Simulation 2: Opposite Effect Size Direction
In simulated data 2, the effect sizes are opposite in the two studies. In other words, the same genes that are upregulated in study 1 are downregulated in study 2 (and vice versa). Thus, an accurate RRHO plot would have signal in quadrants A (upregulated study 1, downregulated study 2) and D (downregulated study 1, upregulated study 2). Figure 5 demonstrates the plots generated using each RRHO method. As seen in Fig. 5a, the Enrichment method will give an accurate description of the overlap in the concordant quadrants (no signal), but misleading results in the disconcordant quadrants (shows no signal, although simulated data 2 should have signal). Thus, the Enrichment method does not capture signal when there is overlap in genes changed in opposite directions. The Twosided method (Fig. 5b) has a similar interpretation for simulated data 2, with no signal in the concordant quadrants (B and C). However, when the discordant quadrants have negative scores and red hot spots, the interpretation of the overlap among genes moving in opposite directions is still inconclusive. In Fig. 5b, however, we do see that the upper left and lower right quadrants are blue. This actually indicates that there is discordant overlap (as confirmed in Fig. 5c), yet the interpretation of the colors is counterintuitive. The Stratified method (Fig. 5c), however, captures the true behavior of the studies. We can see that the discordant quadrants do have significant overlap, while the concordant quadrants do not. The Stratified method can clearly detect the overlap among the discordant studies and becomes particularly useful when biologists are specifically interested in viewing how two studies differ. Figure 5d repeats the same analysis, except using the Odds Ratio method instead of pvalues to generate the heatmap; the RRHO map is very similar to the Stratified method in that it is able to accurately portray the overlap among the discordant studies. However, as mentioned in simulation 1, the scale in Fig. 5d is much lower than the previous three methods, allowing for a more conservative visualization.

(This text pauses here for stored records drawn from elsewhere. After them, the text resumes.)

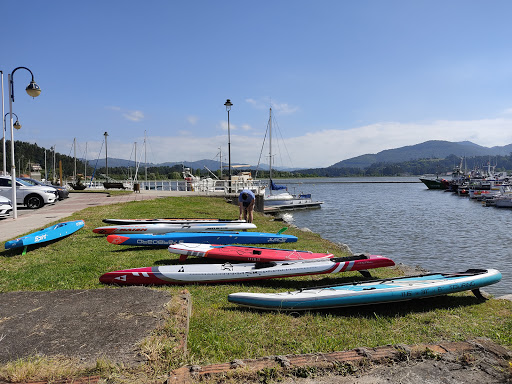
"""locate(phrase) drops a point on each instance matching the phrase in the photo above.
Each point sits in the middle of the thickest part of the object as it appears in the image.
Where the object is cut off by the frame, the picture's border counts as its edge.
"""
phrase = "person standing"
(246, 201)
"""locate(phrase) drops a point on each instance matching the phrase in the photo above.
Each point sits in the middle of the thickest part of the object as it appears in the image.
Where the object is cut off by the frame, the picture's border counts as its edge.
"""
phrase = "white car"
(5, 207)
(31, 196)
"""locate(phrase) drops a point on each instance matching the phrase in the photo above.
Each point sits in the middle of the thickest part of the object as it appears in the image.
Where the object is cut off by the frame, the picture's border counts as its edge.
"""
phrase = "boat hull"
(171, 220)
(227, 272)
(201, 237)
(371, 292)
(48, 234)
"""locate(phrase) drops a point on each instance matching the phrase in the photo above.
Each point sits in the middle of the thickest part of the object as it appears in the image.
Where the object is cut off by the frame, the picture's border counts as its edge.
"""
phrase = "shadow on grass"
(384, 310)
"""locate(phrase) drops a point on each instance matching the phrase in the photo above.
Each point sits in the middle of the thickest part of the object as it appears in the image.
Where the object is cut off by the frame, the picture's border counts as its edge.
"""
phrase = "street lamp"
(34, 91)
(228, 105)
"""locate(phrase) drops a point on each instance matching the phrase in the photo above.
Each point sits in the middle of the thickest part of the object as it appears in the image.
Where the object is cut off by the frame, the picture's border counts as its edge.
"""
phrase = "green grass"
(220, 331)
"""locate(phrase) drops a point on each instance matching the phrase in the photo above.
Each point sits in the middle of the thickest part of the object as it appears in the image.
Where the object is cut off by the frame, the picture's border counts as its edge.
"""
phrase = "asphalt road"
(34, 219)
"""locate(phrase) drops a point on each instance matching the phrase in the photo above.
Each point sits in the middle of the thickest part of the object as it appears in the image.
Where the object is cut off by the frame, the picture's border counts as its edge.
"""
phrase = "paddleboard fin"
(478, 294)
(365, 273)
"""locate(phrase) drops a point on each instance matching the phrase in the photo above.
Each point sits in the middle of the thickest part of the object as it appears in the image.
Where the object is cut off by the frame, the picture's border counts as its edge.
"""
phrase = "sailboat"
(277, 196)
(77, 184)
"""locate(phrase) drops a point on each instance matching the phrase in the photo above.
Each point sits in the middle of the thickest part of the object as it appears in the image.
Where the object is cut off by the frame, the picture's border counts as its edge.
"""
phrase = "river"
(401, 219)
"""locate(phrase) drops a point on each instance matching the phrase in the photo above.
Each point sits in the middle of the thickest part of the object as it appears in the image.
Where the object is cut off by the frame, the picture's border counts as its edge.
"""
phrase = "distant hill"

The Odds Ratio RRHO method is robust
We extended our simulations of both the concordant and discordant datasets to situations with different levels of data noise. As outlined in the methods section, we generated expression values from a multivariate normal distribution. Here, we adjusted the variance parameter, sigma, from the multivariate normal distribution to create more variability within the data. The goal is to simulate real life situations where there is noise that can blur the signal present in the data. For example, microarray and RNA sequencing experiments have a large possibility for random error as well as systematic error that may occur during the actual processes of generating expression values from tissue. Furthermore, outliers are inevitable in most studies, as each organism has a unique genetic profile. In addition to outliers, biological variability is present in most studies. In the real data examples given, the subjects come from different environmental backgrounds and have different ages and sexes. All of these factors will contribute to biological noise and heterogeneity among the samples. A strong statistical model can account for this noise and provide a robust result. Despite the conservative visualization, the Odds Ratio method still provides a robust analysis. In Supplementary Figure 3, we demonstrate that the signal remains robust, even with increasing sigma (i.e., increasing noise). When we increase variability in the data, the Odds Ratio method is able to accurately capture overlap between the two genetic profiles in both the concordance and discordant quadrants.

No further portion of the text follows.